LINDELOF: Regina actually came to this material without a lot of knowledge about Watchmen. I think, if memory serves, she may have seen the Zack Snyder movie. She certainly hadn’t read the graphic novel. So the pilot script was the first thing that she read. She had been actually, unbeknownst to me, been developing a project about Black Wall Street. So when she saw that the pilot opened the way that it did she was like is that from Watchmen? I can’t believe this.
So that led to, as you might imagine, a very intense conversation between she and I. We met for dinner and it ended up being about a five-hour long conversation about what I was trying to do. Then it was her choice as to whether or not she wanted to jump in. She was pretty game for it. So again, as far as me trusting Regina King, not a problem.
DEADLINE: In a show sprinkled it seems with characters from Moore’s work, you also have another Oscar winner, Jeremy Irons in the cast as the comic’s genius and almost world killer Adrian Veidt aka Ozymandias – how will that connect to the Tulsa tale?
LINDELOF: First off, we are not officially confirming that he is playing Ozymandias.
DEADLINE: Um, OK
LINDELOF: …Therefore, all I can say is that this storyline featuring Jeremy is not parallel to the Tulsa storyline. By parallel I mean there are two storylines that are running and they will never ever meet. They are on a collision course with one another. Jeremy Irons is a runaway train in many ways both literal and figurative. He will in fact come colliding into the other story.
To how and when that is going to happen I am not going to say. It will definitely happen this season. So as a fan, I would be immensely disappointed if that didn’t happen, but exactly where he is and when he is and what the fuck he’s doing are all questions that will be answered by season’s end.
DEADLINE: In that, if renewal was a given, how many seasons is your Watchmen?
LINDELOF: I’m not being flippant when I say that the answer is one.

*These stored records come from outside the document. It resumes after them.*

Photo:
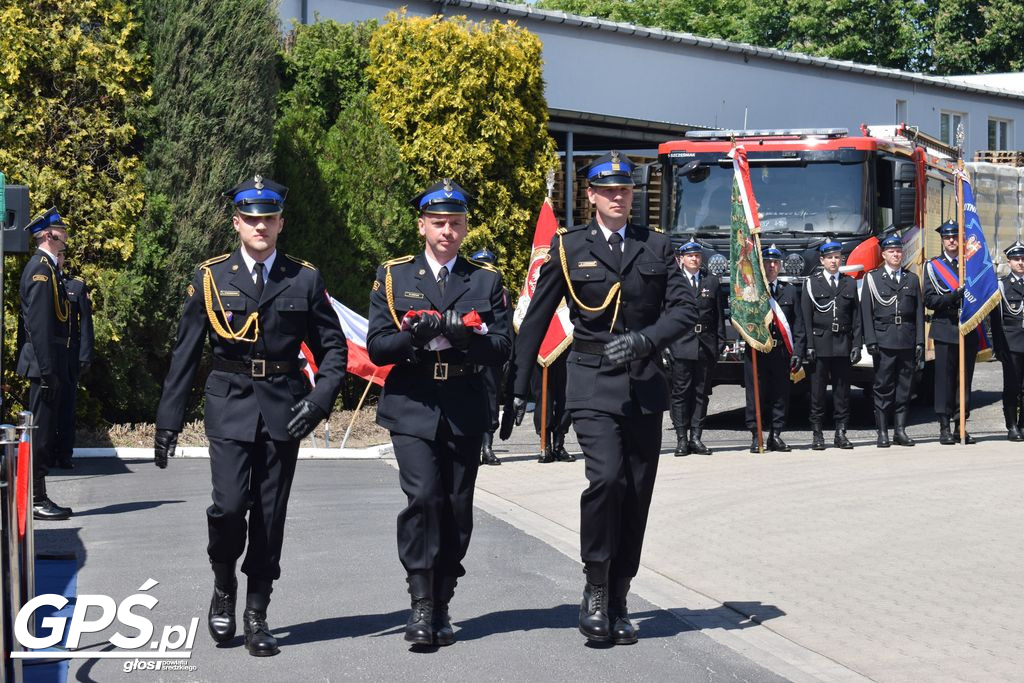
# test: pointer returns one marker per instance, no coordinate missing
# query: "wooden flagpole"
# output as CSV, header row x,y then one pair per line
x,y
544,409
960,336
355,413
757,400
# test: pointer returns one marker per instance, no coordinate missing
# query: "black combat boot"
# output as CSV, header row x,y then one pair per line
x,y
623,631
945,436
558,447
682,444
900,437
220,619
258,638
441,624
883,429
817,438
696,445
594,623
487,456
775,442
419,627
841,440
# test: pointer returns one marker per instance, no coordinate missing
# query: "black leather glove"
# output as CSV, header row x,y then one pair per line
x,y
519,409
425,328
307,416
628,347
456,331
49,384
163,446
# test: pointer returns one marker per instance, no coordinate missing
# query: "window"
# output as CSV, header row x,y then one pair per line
x,y
948,122
998,134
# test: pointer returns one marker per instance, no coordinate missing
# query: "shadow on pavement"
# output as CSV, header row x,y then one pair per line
x,y
352,626
118,508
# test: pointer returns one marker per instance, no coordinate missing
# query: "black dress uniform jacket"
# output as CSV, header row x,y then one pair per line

Does that mean that there isn’t going to be anymore Watchmen? Not necessarily. Does that mean that I will be working on subsequent seasons of Watchmen? I don’t know is the answer to that question. We designed these nine episodes to be as self-contained as the original 12 issues. We wanted to feel like there was a sense of completeness, to resolve the essential mystery at hand. Obviously, there is a potential promise for the further exploration of the world but like the seasons of Leftovers that I did as opposed to Lost, which was designed to have cliffhanger finales and a promise of future storytelling.
DEADLINE: It sounds like a lot of work to be one and done, no?
LINDELOF: When we all sat in the room and talked about what this season of Watchmen was going to be it required a tremendous amount of world building in terms of all the events that we inherited that occurred before November of ’85 when the book ends, or December I guess technically.
Then we had to create a new sense of history from ’85 to 2019, which we did and then we had to actually write the show.
We did all of that work but we did not talk about what would happen beyond the resolution of this season’s story. I feel like it was hard enough just to figure out how to do this season. So my hope is that when this season ends that the audience will feel the same thing we did as storytellers, which is a feeling of completeness and resolution.
DEADLINE: Resolution is something that it feels like you did not get on The Hunt, which Universal pulled in August from its September release as controversy, political and cultural swarmed the Craig Zobel directed thriller that you co-wrote. Where does the flick stand now?
LINDELOF: I understand that we are living in volatile times, but if I tried to avoid telling stories because they’re “controversial,” I should probably retire. The Hunt is not the movie those who haven’t seen it seem to think it is and I genuinely hope people get to decide what it is for themselves
DEADLINE: People will see Watchmen for themselves on the second day of NYCC. How are you feeling about finally opening it up to the world?
LINDELOF: I’m incredibly excited and very nervous. I’ve been having lots of very strange dreams.